Closed A-Shevchenko closed 2 years ago
@A-Shevchenko Thanks for filing the issue. Just for curiosity, are you performing this process inside or outside of WSL distro?
Also, could you provide some logs from RD? You can get all logs navigating to Troubleshooting
tab and clicking on Show Logs
-- feel free to pack them into a zip file.
@evertonlperes I'm running it outside of WSL. Logs are attached, let me know if you want me to enable debug mode 1557.zip .
@A-Shevchenko thanks for sharing the logs. Unfortunately, there are some known networking/DNS issues with WSL 2 which can cause unpredictable network behavior. We have implemented a process that will update the DNS configuration on the WSL. This process selects the most suitable DNS servers based on the interface metrics (the most preferred interface). Are you able to test out our new release which will be out shortly to see if that addresses this issue?

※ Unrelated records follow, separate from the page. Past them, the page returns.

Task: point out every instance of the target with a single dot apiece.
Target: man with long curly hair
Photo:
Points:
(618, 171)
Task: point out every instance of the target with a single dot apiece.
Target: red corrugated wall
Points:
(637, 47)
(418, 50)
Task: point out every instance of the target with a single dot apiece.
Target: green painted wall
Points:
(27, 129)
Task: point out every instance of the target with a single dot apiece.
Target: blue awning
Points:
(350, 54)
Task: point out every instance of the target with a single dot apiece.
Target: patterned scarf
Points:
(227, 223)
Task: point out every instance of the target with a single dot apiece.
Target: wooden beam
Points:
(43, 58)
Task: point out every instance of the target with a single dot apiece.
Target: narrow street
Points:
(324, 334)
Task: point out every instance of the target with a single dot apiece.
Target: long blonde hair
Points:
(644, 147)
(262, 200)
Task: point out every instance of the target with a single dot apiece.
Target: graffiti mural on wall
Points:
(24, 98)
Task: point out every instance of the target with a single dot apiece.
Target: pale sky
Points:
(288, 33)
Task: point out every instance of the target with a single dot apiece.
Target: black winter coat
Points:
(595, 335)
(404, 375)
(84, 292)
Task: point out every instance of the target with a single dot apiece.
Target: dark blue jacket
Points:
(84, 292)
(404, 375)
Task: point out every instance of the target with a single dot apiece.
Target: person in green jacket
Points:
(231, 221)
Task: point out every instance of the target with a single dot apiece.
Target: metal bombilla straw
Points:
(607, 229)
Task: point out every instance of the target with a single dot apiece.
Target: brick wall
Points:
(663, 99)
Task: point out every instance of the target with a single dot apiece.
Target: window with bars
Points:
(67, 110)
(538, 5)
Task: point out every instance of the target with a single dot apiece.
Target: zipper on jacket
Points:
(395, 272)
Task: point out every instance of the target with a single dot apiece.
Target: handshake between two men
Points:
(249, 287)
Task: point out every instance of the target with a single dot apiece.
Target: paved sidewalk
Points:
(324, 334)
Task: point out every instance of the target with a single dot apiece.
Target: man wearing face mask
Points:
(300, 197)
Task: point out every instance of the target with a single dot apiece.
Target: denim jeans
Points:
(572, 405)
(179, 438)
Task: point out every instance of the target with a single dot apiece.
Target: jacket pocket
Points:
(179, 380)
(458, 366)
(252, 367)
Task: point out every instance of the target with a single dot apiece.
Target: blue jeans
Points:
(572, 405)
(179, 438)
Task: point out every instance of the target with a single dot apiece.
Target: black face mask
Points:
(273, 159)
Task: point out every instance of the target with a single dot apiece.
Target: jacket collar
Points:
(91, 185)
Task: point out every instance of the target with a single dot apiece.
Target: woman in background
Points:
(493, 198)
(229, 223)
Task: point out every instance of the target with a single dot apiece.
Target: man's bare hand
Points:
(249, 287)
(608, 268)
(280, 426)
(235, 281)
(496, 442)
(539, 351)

Meanwhile, can you please forwards us the output from the followings:
/etc/resolve.conf
on the WSL (when the issue is occurring)Feel free to redact any confidential or corporate-specific information.
@A-Shevchenko can you please upgrade to 1.1.1 to see if it eliminates the issue for you?
@Nino-K yes, sorry, due to the war in my country I temporarily lost access to PC where I could do that. Now it's restored, I'll try that in next few days
@A-Shevchenko sorry to hear that. We are here to support you, take care!
@Nino-K unfortunately, still the same:
> docker run --rm tutum/dnsutils nslookup api.github.com
;; connection timed out; no servers could be reached
resolv.conf
:
$ cat /etc/resolv.conf
# This file was automatically generated by WSL. To stop automatic generation of this file, add the following entry to /etc/wsl.conf:
# [network]
# generateResolvConf = false
nameserver 172.17.166.129
route table:
$ route -n
Kernel IP routing table
Destination Gateway Genmask Flags Metric Ref Use Iface
0.0.0.0 172.17.166.129 0.0.0.0 UG 0 0 0 eth0
10.42.0.0 0.0.0.0 255.255.255.0 U 0 0 0 cni0
172.17.0.0 0.0.0.0 255.255.0.0 U 0 0 0 docker0
172.17.166.128 0.0.0.0 255.255.255.240 U 0 0 0 eth0
I believe I know why this happens. I'm using a DNS server of my router (192.168.0.1). This is the output of the dig
command from one of my WSL distros (Ubuntu):
dig api.github.com @192.168.0.1
;; global options: +cmd
;; Got answer:
;; ->>HEADER<<- opcode: QUERY, status: NOERROR, id: 50053
;; flags: qr rd ra; QUERY: 1, ANSWER: 1, AUTHORITY: 8, ADDITIONAL: 8
;; QUESTION SECTION:
;api.github.com. IN A
;; ANSWER SECTION:
api.github.com. 60 IN A 140.82.121.6
;; AUTHORITY SECTION:
github.com. 15300 IN NS dns1.p08.nsone.net.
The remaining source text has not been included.